The proposed merger became quite the topic of conversation in both towns. Numerous op-eds were published in the local newspapers, the Pro-Mergerite and Anti-Mergerite committees each produced ad campaigns to get their opinion out, and a number of debates were held by these committees in the proceeding months in both towns. For all of 1952 and most of 1953, the topic of merger rang out clearly first and foremost in most conversations around Champaign and Urbana. According to the reports and polling did by the Urbana Courier leading up to the special vote, there was no clear consensus on how it would turn out. Some days it seemed like the merger would pass easily, while on others it seemed obvious that Anti-Mergerites would win out.
The vote was scheduled for October 6th, 1953. Representatives from both committees treated this referendum in much the same way as they would treat a local election.

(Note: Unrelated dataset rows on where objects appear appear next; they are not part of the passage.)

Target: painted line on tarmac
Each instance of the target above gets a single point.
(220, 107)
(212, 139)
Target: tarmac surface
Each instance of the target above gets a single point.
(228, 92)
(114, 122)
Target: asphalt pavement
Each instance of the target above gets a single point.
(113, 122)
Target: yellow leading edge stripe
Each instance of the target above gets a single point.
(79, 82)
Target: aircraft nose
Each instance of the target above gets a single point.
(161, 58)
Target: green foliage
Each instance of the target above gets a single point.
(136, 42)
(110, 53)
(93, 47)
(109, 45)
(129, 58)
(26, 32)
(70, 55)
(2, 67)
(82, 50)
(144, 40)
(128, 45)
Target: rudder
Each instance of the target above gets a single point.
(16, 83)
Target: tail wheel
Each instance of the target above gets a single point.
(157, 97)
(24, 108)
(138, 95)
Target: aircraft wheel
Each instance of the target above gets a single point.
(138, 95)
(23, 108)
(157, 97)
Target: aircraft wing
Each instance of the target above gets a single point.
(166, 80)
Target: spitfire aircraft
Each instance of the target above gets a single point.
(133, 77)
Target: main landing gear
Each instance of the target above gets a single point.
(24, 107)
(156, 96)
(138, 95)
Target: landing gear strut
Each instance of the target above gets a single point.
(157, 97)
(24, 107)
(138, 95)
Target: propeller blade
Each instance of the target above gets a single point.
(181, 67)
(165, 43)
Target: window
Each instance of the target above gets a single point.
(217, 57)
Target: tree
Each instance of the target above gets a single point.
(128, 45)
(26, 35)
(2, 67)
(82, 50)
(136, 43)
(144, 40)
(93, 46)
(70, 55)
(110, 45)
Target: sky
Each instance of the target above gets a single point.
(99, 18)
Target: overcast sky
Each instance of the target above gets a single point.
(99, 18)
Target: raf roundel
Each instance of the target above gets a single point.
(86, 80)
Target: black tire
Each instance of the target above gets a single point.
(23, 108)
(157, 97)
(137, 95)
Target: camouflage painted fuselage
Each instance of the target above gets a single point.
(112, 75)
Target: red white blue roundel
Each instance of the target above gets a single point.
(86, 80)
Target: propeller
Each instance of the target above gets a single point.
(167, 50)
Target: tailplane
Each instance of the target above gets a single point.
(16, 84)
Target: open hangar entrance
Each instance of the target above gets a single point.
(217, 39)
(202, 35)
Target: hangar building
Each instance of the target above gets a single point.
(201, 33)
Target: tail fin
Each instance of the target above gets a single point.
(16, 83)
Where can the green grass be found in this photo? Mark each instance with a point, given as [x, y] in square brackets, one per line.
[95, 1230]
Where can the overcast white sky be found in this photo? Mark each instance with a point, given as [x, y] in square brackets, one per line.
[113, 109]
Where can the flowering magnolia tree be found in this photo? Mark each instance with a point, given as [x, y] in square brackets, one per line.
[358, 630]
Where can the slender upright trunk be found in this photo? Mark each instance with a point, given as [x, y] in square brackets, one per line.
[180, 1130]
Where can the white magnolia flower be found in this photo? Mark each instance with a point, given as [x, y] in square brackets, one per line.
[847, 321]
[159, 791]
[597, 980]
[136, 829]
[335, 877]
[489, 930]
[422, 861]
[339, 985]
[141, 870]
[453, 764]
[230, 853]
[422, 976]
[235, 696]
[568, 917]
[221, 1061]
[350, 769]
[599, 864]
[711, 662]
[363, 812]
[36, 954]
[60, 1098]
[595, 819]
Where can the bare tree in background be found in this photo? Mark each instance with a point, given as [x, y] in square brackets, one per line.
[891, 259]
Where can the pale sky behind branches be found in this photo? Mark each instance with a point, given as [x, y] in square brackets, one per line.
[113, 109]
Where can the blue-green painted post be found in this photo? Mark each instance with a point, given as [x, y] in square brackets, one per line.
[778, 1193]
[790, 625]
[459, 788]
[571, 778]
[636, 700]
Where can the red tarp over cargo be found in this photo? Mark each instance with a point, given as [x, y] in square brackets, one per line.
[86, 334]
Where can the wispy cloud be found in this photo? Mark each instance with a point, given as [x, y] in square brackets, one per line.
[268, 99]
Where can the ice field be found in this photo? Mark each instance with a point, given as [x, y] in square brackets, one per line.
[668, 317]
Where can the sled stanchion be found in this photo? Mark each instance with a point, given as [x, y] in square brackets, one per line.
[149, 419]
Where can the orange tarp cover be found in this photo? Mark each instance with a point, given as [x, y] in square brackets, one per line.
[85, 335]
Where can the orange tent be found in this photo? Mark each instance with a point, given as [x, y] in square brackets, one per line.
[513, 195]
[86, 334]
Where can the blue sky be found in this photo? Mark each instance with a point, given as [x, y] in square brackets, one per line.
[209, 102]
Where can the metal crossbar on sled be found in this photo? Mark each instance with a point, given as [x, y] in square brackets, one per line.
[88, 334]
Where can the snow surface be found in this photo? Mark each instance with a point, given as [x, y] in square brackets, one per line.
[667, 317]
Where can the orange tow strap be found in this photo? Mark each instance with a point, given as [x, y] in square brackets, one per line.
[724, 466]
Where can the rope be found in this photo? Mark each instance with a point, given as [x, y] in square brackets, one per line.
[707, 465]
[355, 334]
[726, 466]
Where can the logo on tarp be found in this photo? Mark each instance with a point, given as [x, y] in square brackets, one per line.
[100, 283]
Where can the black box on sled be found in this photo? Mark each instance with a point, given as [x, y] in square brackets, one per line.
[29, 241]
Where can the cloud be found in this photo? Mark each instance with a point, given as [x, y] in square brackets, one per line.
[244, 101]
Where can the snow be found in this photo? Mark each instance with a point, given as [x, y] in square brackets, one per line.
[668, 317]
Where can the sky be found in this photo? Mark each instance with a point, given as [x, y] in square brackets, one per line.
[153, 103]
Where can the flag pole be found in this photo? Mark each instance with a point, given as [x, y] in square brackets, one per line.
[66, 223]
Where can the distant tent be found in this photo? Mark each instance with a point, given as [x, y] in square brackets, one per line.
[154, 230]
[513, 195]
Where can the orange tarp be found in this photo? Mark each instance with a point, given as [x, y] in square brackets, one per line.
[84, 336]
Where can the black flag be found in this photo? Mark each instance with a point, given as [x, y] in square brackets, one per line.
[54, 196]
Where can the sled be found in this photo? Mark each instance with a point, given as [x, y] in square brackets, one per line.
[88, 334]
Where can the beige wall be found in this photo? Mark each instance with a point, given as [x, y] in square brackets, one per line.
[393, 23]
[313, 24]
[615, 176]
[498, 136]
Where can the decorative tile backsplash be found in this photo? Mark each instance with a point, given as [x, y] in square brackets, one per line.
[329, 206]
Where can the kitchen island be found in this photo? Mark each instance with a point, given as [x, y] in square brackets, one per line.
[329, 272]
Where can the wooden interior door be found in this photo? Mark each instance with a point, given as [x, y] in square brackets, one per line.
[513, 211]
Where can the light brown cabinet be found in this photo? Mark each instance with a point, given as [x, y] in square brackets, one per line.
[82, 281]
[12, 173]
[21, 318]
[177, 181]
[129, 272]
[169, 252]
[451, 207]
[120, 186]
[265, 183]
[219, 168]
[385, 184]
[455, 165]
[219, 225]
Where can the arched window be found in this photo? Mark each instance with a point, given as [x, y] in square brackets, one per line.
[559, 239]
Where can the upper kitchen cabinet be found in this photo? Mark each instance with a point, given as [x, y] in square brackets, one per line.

Advertisements could be seen throughout town or heard on the local radio stations. Yard signs were put out declaring the residents’ stance in favor of or against the proposal. Election Judges were present at every voting location, along with volunteer monitors from both committees to keep an eye on the proceedings.
On voting day, the polls closed at 5 PM. By 6:30 PM, most votes had been counted and the local newscast station was able to provide the preliminary results of the vote, with the final vote tallies appearing in newspapers the next morning. Champaign’s final vote tally was 2,060 in favor of merging, with 4,842 opposed; Urbana’s results were even more decisive with 1,679 voting in favor of merger and 4,490 voting against it. The proposal to merge Champaign and Urbana was firmly defeated with both towns casting overwhelming votes of “no.” It seems like the most resounding issue was that of cost to the taxpaying citizen. The threat of increased taxes due to the merger led many voters to cast a “no” vote, according to the Pro-Merger committee.
That was pretty much the end of the story for this merger effort, as both sides of the issue accepted the results of the vote without quibble. The committees for or against the merger were dissolved, the yard signs were yanked up and removed, and very quickly all talk of the proposal was put to rest. It remains to be seen if the merger would have actually led to
higher taxes levied upon the towns’ citizens, or if the administrative convenience would have been worth merging the two towns. The people of Urbana and Champaign soundly decided not to risk it in 1953, and the issue would not be raised again until the late 1970s.
Champaign Mayor Virgil Lafferty issued a statement saying the "vote was decided in the good old American way. I am certain Champaign will cooperate with her sister city as it has in the past and more so. The people realize the two towns can operate separately but be like one community to live in." Anti-Mergerite Chair Olin Browder summed up the affair appropriately saying, "We are still separate communities and inseparable friends. This contest has brought Champaign and Urbana much closer together."
For now, the question of the merger had been asked and strongly answered in the negative, and so the sister cities went back to business as usual.